Виласе поручено было справиться относительно помещения под лабораторию, и управляющий; крайне польщенный, готов был проявить неутомимое усердие. Однако для начала он хотел бы знать: что, наш доктор собирается открыть там клинику?

Нет, Карлос не собирался открывать клинику в собственном смысле этого слова. Но он будет принимать больных, и даже бесплатно, с благотворительной целью и для практики. Тогда Виласа дал понять, что в этом случае приемная должна помещаться отдельно от лаборатории.

— Иначе, по моему разумению, вид всех этих инструментов, приборов и машин может отпугнуть пациентов…

— Ты прав, Виласа! — воскликнул Афонсо. — Еще мой отец говорил: не показывайте быку кувалду.

— Отдельное, непременно отдельное помещение, — убежденно подхватил управляющий.

Карлос согласился с его доводами. И Виласа подыскал для лаборатории бывший склад, просторный и обособленный, в глубине двора, рядом с площадью дас Несесидадес.

— А врачебный кабинет, сеньор, у вас будет в другом месте, и в каком! В центре Росио!

Усердие Виласы не было вовсе бескорыстным. Горячий приверженец «Альянса», член партии прогрессистов, Виласа-младший жаждал быть избранным в муниципальный совет, а в дни своих наивысших успехов (например, когда его юбилей был отмечен в «Обозрении» или когда единомышленники аплодировали его выступлению о Бельгии) он даже думал, что при его способностях его партия могла бы обеспечить ему местечко в Сан-Бенто. Бесплатный врачебный кабинет на Росио, консультации доктора Майа, «сеньора Майа», послужили бы влиятельной силой в осуществлении его надежд. И потому Виласа возликовал, когда два дня спустя ему удалось снять угловые апартаменты на втором этаже.

Карлос оборудовал их, не щадя затрат. В прихожей, где стояли обитые сафьяном банкетки, пациентов должен был встречать слуга в ливрее — на французский манер.

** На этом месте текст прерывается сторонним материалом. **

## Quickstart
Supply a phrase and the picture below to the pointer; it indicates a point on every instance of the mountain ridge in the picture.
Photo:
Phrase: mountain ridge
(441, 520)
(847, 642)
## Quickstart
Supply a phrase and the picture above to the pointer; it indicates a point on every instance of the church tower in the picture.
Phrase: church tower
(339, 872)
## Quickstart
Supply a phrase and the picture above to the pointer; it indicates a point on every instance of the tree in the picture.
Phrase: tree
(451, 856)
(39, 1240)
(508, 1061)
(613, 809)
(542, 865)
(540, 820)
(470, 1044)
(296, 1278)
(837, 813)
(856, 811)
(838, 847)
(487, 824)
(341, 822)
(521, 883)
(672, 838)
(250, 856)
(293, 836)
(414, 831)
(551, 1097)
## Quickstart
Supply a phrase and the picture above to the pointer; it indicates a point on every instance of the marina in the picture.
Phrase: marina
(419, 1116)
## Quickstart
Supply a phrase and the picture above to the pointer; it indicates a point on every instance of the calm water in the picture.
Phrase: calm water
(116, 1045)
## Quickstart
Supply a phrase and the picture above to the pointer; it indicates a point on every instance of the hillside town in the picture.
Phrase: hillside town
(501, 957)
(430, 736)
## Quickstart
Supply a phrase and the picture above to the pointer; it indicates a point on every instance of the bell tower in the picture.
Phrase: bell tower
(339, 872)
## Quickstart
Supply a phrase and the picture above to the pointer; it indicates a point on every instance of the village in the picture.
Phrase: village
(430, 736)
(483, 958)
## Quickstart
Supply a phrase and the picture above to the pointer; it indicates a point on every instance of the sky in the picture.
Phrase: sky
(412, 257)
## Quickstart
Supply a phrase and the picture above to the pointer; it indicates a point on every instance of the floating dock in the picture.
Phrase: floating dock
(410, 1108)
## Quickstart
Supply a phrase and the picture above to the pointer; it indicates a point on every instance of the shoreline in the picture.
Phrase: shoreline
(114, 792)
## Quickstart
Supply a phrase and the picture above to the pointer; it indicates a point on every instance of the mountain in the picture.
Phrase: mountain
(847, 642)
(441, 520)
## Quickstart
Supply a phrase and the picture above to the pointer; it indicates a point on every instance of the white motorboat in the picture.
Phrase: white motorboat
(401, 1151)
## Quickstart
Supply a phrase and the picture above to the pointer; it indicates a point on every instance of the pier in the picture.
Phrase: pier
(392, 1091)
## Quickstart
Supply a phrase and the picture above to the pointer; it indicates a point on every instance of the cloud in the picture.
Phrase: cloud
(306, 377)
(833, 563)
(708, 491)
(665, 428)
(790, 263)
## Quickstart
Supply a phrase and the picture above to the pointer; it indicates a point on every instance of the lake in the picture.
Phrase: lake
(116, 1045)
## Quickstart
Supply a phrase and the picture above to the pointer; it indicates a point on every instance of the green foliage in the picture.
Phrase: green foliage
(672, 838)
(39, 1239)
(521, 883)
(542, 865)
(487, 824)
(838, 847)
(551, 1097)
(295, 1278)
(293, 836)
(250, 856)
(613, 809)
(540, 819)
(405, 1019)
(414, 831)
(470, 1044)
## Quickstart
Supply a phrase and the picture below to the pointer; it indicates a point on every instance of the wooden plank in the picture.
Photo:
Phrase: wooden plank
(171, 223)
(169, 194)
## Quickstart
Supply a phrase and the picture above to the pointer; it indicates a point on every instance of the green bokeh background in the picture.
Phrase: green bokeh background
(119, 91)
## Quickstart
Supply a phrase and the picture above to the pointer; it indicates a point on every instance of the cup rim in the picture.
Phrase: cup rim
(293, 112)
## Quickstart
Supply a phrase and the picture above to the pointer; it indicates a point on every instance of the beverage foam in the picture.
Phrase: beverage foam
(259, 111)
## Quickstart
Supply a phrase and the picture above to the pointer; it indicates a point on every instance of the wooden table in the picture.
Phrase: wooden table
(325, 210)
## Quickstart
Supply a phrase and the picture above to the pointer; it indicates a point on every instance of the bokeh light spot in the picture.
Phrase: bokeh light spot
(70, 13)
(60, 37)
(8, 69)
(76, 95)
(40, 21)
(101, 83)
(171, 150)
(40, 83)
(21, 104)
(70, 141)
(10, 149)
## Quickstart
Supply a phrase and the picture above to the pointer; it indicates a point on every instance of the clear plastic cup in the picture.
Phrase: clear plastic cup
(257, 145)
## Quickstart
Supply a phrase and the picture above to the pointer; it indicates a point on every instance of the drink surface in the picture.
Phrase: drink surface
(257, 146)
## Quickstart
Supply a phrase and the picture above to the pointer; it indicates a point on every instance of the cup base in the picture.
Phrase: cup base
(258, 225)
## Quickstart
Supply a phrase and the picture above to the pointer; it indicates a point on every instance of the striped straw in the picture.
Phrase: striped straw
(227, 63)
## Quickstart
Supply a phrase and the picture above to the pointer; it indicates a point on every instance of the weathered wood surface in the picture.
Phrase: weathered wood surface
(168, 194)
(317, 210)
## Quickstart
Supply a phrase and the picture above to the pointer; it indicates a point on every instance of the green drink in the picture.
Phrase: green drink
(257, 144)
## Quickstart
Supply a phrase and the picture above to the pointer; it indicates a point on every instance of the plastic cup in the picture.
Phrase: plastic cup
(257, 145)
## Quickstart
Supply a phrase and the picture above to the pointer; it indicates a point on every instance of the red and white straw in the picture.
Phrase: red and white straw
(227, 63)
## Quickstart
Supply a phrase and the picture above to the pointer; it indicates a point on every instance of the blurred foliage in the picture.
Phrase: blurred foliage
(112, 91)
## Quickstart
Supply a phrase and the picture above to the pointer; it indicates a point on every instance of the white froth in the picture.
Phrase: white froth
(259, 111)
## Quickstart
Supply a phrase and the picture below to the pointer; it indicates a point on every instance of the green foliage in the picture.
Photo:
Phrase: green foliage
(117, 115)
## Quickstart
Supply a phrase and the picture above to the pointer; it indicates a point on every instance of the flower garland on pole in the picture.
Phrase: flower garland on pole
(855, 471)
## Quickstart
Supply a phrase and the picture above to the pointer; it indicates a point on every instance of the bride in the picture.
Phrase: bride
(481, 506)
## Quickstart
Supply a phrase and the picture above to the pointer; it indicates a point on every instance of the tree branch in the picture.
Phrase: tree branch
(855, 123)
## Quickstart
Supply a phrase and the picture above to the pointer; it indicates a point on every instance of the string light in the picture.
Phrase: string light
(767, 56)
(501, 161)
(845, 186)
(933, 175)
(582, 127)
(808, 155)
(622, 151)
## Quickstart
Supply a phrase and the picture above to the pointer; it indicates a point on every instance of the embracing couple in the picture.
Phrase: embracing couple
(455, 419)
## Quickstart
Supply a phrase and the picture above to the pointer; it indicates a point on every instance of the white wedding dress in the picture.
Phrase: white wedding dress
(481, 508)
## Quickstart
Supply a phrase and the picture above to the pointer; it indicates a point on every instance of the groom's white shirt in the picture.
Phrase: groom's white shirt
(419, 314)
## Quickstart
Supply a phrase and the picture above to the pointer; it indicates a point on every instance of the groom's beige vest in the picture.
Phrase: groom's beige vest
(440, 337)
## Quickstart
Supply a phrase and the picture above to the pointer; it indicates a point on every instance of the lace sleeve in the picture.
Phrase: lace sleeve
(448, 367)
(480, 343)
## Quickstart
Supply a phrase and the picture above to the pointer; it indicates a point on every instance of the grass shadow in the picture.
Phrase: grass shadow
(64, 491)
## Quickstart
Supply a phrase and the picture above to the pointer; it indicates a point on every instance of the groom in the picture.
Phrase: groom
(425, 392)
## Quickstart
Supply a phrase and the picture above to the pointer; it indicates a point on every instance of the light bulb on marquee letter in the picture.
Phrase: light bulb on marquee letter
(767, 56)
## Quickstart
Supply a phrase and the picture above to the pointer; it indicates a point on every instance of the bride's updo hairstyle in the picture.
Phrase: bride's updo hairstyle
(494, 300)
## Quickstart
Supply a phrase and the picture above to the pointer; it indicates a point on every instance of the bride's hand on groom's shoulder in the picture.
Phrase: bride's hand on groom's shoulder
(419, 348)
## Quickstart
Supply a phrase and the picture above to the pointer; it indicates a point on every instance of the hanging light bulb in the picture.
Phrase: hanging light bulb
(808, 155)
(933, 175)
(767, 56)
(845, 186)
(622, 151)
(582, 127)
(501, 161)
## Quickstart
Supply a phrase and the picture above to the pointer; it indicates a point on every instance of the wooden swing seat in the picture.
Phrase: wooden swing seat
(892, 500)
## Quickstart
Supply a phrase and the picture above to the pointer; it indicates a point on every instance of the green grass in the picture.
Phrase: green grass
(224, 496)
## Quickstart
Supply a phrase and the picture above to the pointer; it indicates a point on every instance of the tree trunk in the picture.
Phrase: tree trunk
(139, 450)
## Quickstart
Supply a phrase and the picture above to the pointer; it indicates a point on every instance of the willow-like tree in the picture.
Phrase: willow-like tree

Приемная радовала глаз зелеными обоями с серебристыми цветочными узорами, ее украшали руанские вазы с декоративными растениями, красочные картины, мягкие кресла, придвинутые к столику, на котором были разложены комплекты «Шаривари», фотографии для рассматривания в стереоскоп, альбомы с полуголыми актрисами; и фортепьяно сверкало белыми клавишами, дабы окончательно изгнать скорбный дух, присущий обители недугов.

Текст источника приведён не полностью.